Simpson had sent a car to meet Richter, with a man from Vauxhall Cross in the back seat to
collect the camera and receive a verbal debrief on what was seen at Aïn Oussera. The moment Richter opened his office door at Hammersmith, the direct line had begun ringing.
‘So how come you think they were right?’ Richter asked, wearily.
‘Because of what’s happened since you left for your away-day in Algeria. The troops
that pursued you – they weren’t regular army?’
‘I doubt it. Most Third-World armed forces run a mile the moment they come up against any
kind of competent opposition, but these guys didn’t. They didn’t back off and they used good tactics. They were definitely some kind of elite troops, and they bloody nearly had
us.’
‘And what are your conclusions about the empty hangar?’ Simpson probed.
‘My best guess is they’ve lost a valuable aircraft – or somebody’s
stolen one. The guards are probably just there to protect the scene of the crime while they continue to investigate it. So what else has happened in my absence that suggests Six have got
something right for once?’
‘Two things have arisen,’ Simpson replied. ‘Firstly, Algeria might not be the
only nation to be having problems with its fighter inventory. The NSA claims to have intercepted signals in Iran that suggest the country may be missing a pair of interceptors. But then the
Americans add that the traffic was “ambiguous”, whatever the hell that means.’
‘And second?’ Richter prompted.
‘And secondly we’ve had a surprise request from the Russians for assistance in
tracking certain military aircraft movements. Their own military aircraft movements, to be exact. I’ve said you’ll go to Moscow and help them out.’
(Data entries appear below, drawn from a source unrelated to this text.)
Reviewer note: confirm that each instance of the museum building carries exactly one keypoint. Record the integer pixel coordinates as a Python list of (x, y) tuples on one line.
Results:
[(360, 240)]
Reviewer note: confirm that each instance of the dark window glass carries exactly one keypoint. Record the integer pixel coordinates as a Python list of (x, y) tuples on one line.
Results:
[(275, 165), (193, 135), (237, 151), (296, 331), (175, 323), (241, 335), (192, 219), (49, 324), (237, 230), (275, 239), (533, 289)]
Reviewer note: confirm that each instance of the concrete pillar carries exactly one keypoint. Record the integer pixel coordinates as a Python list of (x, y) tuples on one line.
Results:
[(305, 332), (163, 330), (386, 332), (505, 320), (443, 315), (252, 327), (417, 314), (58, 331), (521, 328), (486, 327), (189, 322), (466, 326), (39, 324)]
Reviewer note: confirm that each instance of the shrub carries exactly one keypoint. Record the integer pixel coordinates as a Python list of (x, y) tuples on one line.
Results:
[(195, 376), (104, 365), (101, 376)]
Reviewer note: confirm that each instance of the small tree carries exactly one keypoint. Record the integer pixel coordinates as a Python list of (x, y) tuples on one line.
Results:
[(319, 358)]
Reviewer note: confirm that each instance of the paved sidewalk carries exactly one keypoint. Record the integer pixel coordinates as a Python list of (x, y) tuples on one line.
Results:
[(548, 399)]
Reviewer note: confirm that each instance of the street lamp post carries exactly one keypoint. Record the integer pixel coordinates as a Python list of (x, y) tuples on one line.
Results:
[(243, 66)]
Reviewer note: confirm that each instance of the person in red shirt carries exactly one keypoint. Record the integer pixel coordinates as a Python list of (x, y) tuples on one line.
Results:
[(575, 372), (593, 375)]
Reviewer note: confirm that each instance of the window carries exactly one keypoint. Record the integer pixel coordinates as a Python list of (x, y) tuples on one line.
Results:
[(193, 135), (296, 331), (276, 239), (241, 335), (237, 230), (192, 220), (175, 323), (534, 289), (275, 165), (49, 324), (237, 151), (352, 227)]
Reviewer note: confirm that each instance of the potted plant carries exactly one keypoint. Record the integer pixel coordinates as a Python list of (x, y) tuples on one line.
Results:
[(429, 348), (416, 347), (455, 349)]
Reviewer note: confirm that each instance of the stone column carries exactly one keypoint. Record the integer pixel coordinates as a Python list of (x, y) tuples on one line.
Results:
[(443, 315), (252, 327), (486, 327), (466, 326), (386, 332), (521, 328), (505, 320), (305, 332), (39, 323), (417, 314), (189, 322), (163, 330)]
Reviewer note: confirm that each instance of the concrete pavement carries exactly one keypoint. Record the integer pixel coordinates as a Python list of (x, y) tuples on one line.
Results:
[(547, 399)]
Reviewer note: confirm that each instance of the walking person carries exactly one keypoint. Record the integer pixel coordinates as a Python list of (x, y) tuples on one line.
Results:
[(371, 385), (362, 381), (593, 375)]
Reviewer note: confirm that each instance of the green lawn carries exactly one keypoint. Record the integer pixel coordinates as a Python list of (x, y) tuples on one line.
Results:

‘Why me? I was hoping for a bit of a break. Can’t someone else go?’
‘No, because the request from Moscow asked for you specifically.’
‘Who’s behind that?’
‘Viktor Bykov – and he’s now a senior general in the GRU. Despite what you
did to him in France, I think he trusts you – maybe more than I do. Anyway, it’s your name on the ticket, and there’s a diplomatic passport waiting for you now in the
Documents Section. You’re booked on tomorrow’s British Airways flight, and Bykov or one of his staff will be meeting you at Sheremetievo.’ He paused to check his notes, then
continued.
‘The Registry staff are preparing a laptop for you. It’ll contain pictures from
the US Keyhole birds that cover the specific dates and times the Russians have requested – suitably sanitized, of course. They’ve highlighted possible radar contacts that could be
the aircraft the Russians are interested in, with their estimated points of departure and possible destinations. We’ve also arranged for a photo interpreter from N-PIC to be standing by
in Washington and another one at JARIC in case you need further analysis, or additional frames to be sent.’
‘What about a personal weapon?’
‘Certainly not. You’re going to Moscow to help the GRU track down
some missing aircraft. It’s merely a joint investigation into an anomaly, so what the hell do you want a gun for? And, Richter, I know that your concept of diplomacy is to
break someone’s leg and then say “Lean on me”, but we’re supposed to be working
with
the
Russians on this, not against them. So try not to kill too many people while you’re over there.’